X_train_full, X_valid_full, y_train, y_valid = train_test_split(X, y, train_size=0.8, test_size=0.2, random_state=1)

missing_values_col = [col for col in X_train_full.columns if X_train_full[col].isna().any()]
X_train_full = X_train_full.drop(missing_values_col, axis=1)
X_valid_full = X_valid_full.drop(missing_values_col, axis=1)

In [4]:
# "Cardinality" means the number of unique values in a column
low_cardinality_cols = [col for col in X_train_full.columns if X_train_full[col].nunique() < 10 
                        and X_train_full[col].dtype == 'object']
numerical_cols = [col for col in X_train_full.columns if X_train_full[col].dtype in ['int64', 'float64']]

my_cols = low_cardinality_cols + numerical_cols

X_train = X_train_full[my_cols].copy()
X_valid = X_valid_full[my_cols].copy()

In [5]:
ob_col = (X_train.dtypes == 'object')
object_cols = list(ob_col[ob_col].index)
print("Categorical Columns:", object_cols)
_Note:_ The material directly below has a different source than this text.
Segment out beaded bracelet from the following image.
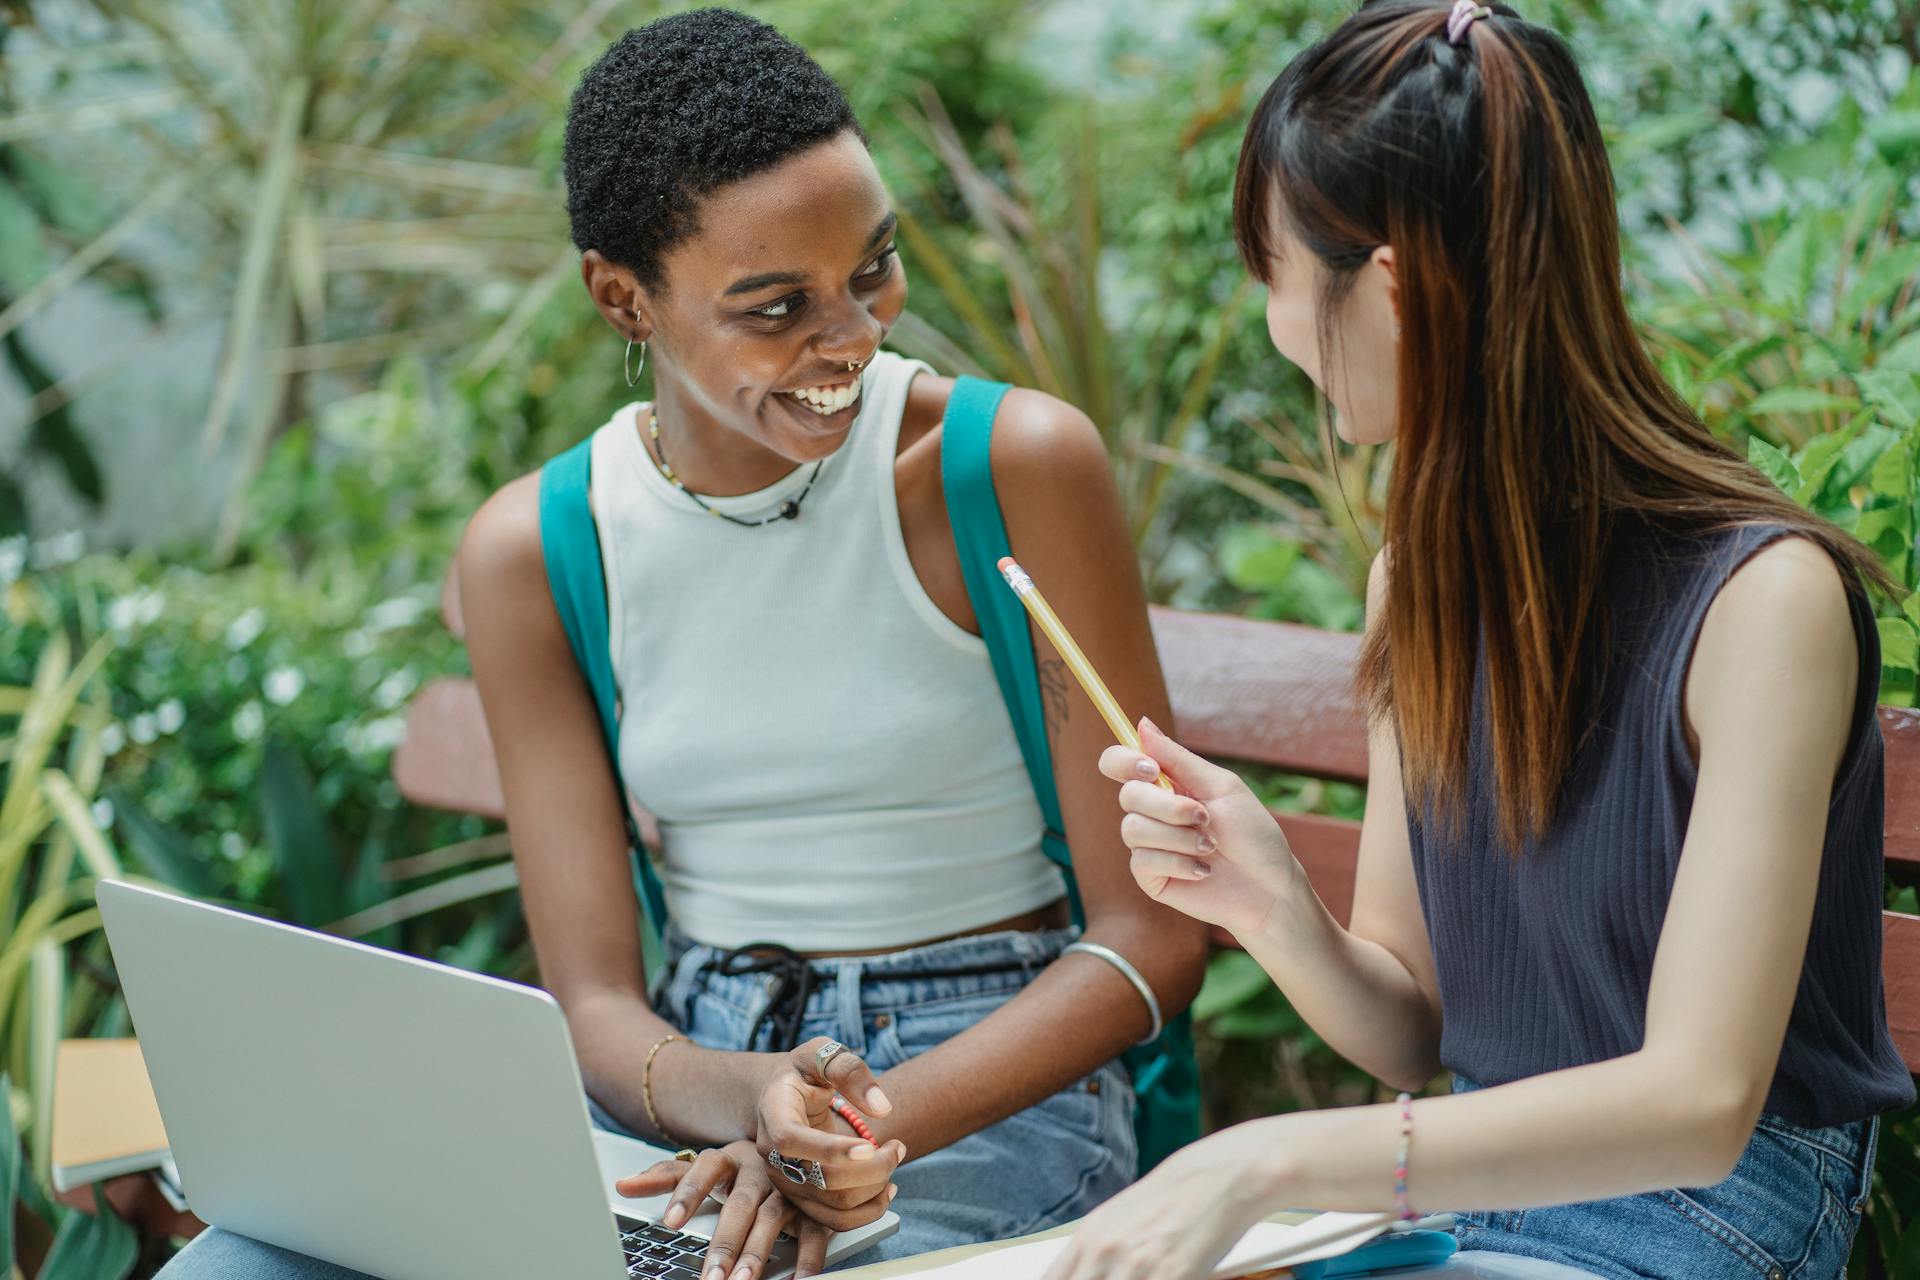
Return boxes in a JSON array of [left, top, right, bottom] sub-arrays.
[[643, 1032, 687, 1146], [831, 1093, 876, 1143], [1393, 1091, 1418, 1222]]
Categorical Columns: ['Type', 'Method', 'Regionname']


In [6]:
def score_dataset(X_train, X_valid, y_train, y_valid):
    model = RandomForestRegressor(n_estimators=10, random_state=1)
    model.fit(X_train, y_train)
    prediction = model.predict(X_valid)
    mae = mean_absolute_error(prediction, y_valid)
    return mae

In [7]:
drop_X_train = X_train.select_dtypes(exclude='object')
drop_X_valid = X_valid.select_dtypes(exclude='object')

print("MAE after dropping Categorical Variables")
print(f"Score: {score_dataset(drop_X_train, drop_X_valid, y_train, y_valid)}")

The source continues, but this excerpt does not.